Her company is trying to leverage the collective knowledge of disease communities to discover new connections between symptom patterns and underlying diagnoses. For example, after the jump you can see a graph generated by CureTogether.com's user surveys that illustrates the most frequent co-morbidities reported with vulvodynia.
Could information like this one day be useful in clinical decision-making? Perhaps, though it would be terribly difficult to interpret. How's a doctor supposed to tease apart co-morbidities that are spuriously linked from those that represent real clues as to common etiology? Is it ethical to make clinical decisions on the basis of uncorroborated Internet surveys?
It's my hope that generic user surveys like this get tied to more robust analysis, including an attempt to tease out confounders (it sounds like CureTogether.com is trying to do this). Currently the population sizes in question are probably far too small to drive any significant outcomes analysis, but expect to see more sites like this spring up in the coming years...
The real value may be in the sense of 'working towards a cure' that it gives to patients. Here's a money passage:
Reading her comments, it strikes me that we face a similar challenge at ClinicalTrialsWiki.org in trying to develop a core community of users who are motivated to populate our site with discussion and commentary.Me: Which kinds of takes us back to your prior life in genomics and ideas about GeneTwist. Care to speculate about the actual ways that CureTogether's data and community will actually lead to cures, together?
Alexandra: Yes, the grander vision for down the road is to integrate all kinds of data - genome scans, biomarker tests, streaming data from wifi health tracking gadgets. Collaboration with the larger research community as well, integrating our data with traditional clinical trial data. We already have researchers knocking on our doors wanting to start analyzing the data.
Me: So now "all" you have to do is get more people and more data into the site. How are you going to do that?
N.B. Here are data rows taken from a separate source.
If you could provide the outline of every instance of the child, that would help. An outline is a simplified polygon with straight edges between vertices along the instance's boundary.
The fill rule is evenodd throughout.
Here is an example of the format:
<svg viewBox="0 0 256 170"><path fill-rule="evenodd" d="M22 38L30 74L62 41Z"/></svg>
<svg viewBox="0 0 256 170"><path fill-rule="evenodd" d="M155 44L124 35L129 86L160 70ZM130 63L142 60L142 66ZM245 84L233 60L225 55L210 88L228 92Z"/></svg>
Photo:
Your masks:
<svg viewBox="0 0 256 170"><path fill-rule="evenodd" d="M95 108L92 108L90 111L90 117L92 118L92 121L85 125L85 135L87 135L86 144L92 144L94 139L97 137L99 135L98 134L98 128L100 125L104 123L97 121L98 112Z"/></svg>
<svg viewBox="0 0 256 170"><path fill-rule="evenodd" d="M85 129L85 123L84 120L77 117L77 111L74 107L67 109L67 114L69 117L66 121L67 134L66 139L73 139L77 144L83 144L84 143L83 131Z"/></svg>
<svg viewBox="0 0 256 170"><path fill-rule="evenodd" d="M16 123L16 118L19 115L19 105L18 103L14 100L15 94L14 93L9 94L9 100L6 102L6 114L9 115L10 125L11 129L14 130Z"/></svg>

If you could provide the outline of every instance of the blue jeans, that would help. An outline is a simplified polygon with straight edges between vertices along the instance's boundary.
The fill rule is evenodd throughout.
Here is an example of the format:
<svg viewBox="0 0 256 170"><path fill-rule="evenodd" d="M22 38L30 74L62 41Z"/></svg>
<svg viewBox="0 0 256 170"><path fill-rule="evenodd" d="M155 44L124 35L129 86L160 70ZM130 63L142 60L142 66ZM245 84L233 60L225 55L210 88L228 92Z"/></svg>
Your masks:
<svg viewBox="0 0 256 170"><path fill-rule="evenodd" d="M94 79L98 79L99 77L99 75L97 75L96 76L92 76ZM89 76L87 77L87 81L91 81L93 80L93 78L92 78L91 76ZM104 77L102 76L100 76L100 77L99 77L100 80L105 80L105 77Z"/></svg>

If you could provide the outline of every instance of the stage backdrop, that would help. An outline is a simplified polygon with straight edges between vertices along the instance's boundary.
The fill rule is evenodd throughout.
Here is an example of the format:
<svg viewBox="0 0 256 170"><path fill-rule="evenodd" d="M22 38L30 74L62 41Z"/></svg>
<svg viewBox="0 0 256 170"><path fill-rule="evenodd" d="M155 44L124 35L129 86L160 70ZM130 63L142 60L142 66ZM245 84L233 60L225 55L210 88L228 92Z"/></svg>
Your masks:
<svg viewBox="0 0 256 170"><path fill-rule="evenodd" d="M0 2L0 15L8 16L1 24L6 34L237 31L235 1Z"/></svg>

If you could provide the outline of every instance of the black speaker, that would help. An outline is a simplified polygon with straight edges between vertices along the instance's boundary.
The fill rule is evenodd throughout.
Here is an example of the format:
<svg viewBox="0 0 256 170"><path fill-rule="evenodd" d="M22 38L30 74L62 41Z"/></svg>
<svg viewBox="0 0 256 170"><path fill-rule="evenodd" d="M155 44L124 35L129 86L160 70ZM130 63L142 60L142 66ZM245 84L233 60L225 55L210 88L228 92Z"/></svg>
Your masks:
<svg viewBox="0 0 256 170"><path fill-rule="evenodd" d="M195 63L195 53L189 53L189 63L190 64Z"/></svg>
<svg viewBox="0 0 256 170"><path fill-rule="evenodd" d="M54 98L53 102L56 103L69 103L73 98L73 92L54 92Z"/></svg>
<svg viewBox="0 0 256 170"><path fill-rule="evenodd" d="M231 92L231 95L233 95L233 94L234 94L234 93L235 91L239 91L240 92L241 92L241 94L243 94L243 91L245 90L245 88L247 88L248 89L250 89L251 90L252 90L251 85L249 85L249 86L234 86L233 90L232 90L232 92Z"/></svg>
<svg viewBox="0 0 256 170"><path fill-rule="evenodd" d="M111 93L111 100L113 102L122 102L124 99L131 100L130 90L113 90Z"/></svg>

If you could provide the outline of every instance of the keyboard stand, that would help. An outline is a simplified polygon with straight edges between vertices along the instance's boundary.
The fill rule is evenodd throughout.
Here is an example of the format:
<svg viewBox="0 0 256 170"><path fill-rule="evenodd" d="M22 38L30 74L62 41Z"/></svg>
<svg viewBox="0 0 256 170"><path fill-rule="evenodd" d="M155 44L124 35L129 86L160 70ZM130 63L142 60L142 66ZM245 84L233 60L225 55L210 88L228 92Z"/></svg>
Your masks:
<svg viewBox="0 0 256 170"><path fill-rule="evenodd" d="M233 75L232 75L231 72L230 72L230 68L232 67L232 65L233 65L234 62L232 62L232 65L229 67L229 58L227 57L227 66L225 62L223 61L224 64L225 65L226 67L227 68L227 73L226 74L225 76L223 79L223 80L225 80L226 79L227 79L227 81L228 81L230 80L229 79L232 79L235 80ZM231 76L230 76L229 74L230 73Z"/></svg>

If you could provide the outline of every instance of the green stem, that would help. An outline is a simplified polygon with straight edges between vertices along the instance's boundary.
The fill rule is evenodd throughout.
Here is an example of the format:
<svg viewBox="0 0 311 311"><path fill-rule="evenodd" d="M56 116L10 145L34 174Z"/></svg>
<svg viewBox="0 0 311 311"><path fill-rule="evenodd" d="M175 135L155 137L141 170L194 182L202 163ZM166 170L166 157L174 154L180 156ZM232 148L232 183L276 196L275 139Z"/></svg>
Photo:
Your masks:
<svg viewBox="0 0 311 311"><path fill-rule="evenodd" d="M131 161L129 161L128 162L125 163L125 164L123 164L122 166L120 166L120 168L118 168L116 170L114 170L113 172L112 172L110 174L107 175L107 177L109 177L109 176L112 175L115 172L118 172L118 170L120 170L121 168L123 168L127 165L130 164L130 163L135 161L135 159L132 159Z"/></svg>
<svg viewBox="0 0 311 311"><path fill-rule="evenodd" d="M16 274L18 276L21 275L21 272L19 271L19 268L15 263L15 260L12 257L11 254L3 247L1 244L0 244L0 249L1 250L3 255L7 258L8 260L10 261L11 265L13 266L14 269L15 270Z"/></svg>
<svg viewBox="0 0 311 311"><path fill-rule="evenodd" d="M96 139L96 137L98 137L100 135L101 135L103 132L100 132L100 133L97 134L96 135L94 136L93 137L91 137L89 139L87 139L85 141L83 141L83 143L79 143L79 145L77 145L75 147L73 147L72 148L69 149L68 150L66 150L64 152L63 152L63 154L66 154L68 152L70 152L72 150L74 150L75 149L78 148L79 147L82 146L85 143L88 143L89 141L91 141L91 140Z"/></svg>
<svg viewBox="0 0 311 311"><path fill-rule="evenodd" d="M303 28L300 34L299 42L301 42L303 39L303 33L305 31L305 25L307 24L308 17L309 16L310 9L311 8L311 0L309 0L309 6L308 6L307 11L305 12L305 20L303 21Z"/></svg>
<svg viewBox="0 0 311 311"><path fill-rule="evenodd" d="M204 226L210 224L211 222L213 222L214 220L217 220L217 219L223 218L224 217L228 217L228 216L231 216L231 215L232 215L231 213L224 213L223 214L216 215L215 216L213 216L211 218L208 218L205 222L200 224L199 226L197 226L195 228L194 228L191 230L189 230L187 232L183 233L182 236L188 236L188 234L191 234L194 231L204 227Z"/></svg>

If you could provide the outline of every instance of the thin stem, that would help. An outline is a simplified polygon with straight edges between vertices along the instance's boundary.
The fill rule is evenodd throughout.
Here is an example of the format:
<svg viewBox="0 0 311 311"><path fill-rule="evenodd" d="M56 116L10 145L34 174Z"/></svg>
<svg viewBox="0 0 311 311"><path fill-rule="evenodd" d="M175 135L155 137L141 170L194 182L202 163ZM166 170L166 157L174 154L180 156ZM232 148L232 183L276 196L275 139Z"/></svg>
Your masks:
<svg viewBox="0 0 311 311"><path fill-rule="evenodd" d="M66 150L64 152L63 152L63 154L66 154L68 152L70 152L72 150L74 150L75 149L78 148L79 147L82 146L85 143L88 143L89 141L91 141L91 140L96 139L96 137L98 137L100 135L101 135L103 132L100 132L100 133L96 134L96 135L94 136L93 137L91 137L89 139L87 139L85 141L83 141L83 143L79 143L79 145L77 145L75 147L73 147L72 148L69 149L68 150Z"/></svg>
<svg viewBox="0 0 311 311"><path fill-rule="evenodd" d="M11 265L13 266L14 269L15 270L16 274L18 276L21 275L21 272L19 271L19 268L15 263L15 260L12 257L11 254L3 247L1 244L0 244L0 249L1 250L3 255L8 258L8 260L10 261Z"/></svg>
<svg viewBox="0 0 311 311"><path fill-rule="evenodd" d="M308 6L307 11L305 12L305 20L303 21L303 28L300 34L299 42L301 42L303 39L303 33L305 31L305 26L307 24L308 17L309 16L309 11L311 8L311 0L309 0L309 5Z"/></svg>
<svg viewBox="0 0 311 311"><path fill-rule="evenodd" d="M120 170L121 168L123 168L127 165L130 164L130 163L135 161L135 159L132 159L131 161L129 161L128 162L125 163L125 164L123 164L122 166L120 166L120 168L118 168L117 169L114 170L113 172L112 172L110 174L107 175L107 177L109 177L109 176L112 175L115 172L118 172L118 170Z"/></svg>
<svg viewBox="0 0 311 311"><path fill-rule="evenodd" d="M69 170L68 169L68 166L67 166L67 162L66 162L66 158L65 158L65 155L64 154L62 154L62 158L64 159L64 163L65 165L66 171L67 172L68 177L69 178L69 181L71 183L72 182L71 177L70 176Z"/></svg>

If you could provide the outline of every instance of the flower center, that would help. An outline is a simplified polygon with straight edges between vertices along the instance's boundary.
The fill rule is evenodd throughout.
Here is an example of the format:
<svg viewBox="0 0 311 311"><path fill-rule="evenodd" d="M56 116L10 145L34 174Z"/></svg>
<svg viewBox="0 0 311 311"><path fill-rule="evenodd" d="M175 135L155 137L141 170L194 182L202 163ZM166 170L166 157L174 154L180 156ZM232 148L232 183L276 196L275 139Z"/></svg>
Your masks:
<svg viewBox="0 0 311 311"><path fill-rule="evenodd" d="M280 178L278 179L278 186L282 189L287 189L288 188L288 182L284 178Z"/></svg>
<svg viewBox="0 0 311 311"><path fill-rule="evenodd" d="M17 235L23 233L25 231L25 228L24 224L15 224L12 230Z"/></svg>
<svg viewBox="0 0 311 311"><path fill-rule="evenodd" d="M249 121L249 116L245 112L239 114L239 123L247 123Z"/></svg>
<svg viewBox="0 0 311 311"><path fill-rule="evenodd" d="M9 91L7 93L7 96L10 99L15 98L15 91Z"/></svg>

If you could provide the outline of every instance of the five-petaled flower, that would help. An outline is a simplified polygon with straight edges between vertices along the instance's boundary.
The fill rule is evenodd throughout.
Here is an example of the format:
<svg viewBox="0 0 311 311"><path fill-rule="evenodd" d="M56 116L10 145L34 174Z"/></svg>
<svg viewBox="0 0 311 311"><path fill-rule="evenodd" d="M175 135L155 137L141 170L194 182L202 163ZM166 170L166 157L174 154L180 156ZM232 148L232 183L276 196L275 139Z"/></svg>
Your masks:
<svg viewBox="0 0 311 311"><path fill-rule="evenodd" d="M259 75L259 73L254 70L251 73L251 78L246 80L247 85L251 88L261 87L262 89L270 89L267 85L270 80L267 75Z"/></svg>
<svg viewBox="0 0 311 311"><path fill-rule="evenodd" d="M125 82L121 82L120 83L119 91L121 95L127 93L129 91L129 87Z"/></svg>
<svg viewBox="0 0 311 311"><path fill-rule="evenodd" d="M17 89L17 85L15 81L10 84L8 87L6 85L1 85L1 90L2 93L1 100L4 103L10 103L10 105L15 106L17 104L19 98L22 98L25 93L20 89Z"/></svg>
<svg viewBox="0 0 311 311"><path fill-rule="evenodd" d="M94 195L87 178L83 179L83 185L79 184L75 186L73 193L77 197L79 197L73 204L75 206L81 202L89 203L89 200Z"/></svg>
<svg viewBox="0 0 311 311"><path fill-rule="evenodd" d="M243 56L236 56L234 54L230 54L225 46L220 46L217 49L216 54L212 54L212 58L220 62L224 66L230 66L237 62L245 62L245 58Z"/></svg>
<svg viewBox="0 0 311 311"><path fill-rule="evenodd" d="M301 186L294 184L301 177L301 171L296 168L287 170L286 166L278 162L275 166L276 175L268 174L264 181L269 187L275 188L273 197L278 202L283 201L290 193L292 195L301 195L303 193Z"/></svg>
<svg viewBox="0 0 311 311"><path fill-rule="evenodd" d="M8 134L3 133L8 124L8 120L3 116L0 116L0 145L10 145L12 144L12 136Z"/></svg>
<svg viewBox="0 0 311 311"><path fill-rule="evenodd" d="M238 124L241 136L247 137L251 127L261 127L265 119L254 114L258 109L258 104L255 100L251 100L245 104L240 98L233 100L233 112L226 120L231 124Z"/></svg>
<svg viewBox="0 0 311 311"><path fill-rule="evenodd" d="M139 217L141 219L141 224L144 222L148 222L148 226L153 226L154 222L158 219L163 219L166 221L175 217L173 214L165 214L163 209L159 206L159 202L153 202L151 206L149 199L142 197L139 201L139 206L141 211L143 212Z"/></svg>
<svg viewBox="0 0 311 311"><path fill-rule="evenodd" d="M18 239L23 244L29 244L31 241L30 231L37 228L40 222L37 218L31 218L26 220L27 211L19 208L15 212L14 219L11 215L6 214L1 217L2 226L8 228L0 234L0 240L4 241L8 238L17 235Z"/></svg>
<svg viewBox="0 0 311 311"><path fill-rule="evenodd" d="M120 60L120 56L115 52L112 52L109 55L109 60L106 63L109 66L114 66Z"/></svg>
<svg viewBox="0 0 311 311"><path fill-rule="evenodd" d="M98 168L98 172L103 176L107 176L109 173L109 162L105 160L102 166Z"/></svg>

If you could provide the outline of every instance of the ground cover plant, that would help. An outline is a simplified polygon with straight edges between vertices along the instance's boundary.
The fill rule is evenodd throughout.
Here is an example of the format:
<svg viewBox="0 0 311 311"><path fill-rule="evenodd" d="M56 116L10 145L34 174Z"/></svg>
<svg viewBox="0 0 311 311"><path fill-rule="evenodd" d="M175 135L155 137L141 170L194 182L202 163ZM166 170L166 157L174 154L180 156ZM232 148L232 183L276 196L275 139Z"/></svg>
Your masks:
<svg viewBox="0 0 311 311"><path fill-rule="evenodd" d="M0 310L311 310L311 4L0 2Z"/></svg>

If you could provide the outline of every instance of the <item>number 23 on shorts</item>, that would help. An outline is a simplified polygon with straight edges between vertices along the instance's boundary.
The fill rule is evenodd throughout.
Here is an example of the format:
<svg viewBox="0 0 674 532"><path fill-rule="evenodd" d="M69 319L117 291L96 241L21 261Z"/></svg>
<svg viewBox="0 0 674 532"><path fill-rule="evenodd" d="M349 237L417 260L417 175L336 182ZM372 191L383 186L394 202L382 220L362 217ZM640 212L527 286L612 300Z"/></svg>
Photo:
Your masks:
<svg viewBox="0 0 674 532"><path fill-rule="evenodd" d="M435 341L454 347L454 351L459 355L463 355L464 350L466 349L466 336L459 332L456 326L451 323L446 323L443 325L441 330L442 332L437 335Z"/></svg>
Alexandra: That's a good question! By talking to people like you, for a start. Health and condition-specific bloggers seem happy to help spread the word. Disease foundations have also approached us, eager to help out. And media have all been coming to us so far. I just started the process of seriously getting out there in the past couple of weeks - I'm even on Twitter @accarmichael. It's still mostly a grass-roots effort though. If and when we get funding, that could change. But it's very rewarding work. At the end of the day, I know I've spent my time helping people and working to make a difference.